Now technically speaking, the Prime Minister is probably correct and offers sage advice for those that invest. Most financial advisers will tell you that the best time to find a bargain on the stock market is when it's at it's lowest levels. When everyone is scrambling to get out, it's the premium time to get in, providing you have no family obligations and have the financial resources to do so.

However, in a week that has seen the Toronto Stock Exchange suffer huge and historic losses, where Wall Street offers a roller coaster ride every morning, regularly stopping further down the index than when it started, in a week that has seen many wonder if indeed these are the great financial reckonings we've been warned about. The prospect of buying stocks probably isn't very high

It's been a week where Canadians have wondered what their financial future will bring, whether we will follow our neighbours to the south into an abyss of foreclosures, job losses and deep and long recession. With all of that emotional baggage to deal with, picking up a few hot deals on the stock exchange probably isn't on the radar for the majority of the Canadians.

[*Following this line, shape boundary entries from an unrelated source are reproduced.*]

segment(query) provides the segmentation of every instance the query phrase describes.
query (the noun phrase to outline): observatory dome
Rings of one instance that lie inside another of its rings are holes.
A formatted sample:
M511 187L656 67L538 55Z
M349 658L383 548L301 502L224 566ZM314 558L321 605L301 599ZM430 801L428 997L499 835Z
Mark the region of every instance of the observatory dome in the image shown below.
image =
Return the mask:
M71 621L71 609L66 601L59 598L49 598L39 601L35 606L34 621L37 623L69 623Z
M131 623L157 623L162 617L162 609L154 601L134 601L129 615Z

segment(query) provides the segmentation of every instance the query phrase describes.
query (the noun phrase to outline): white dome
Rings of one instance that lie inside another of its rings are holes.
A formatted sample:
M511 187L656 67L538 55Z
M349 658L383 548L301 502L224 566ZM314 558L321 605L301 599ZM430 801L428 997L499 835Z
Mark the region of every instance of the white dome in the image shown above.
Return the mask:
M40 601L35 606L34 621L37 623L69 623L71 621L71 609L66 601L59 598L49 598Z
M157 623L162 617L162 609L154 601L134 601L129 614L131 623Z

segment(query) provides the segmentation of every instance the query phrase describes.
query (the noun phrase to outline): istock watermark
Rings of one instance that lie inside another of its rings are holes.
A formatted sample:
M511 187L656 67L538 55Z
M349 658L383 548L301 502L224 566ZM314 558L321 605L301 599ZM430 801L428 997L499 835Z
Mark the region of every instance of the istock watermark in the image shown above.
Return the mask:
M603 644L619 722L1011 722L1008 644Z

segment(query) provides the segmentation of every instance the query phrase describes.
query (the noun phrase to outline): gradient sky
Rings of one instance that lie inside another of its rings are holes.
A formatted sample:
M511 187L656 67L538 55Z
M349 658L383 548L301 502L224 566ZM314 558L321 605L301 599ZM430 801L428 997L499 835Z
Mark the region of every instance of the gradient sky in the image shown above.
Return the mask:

The problem with the Prime Minister's advice is that it plays to the image of the Conservative party as the party of the rich, the kind of people that can afford to make a few wise deals during the beginning of what seems to be a financial Armageddon. It's not the club that the middle class family that is supposed to be the Conservative base can relate to, they with their mortgages, car payments, tax bills and education and medical expenses.

The Prime Minister's twenty three second sound byte with Peter Mansbridge could prove to be one of those watershed moments that turns an election.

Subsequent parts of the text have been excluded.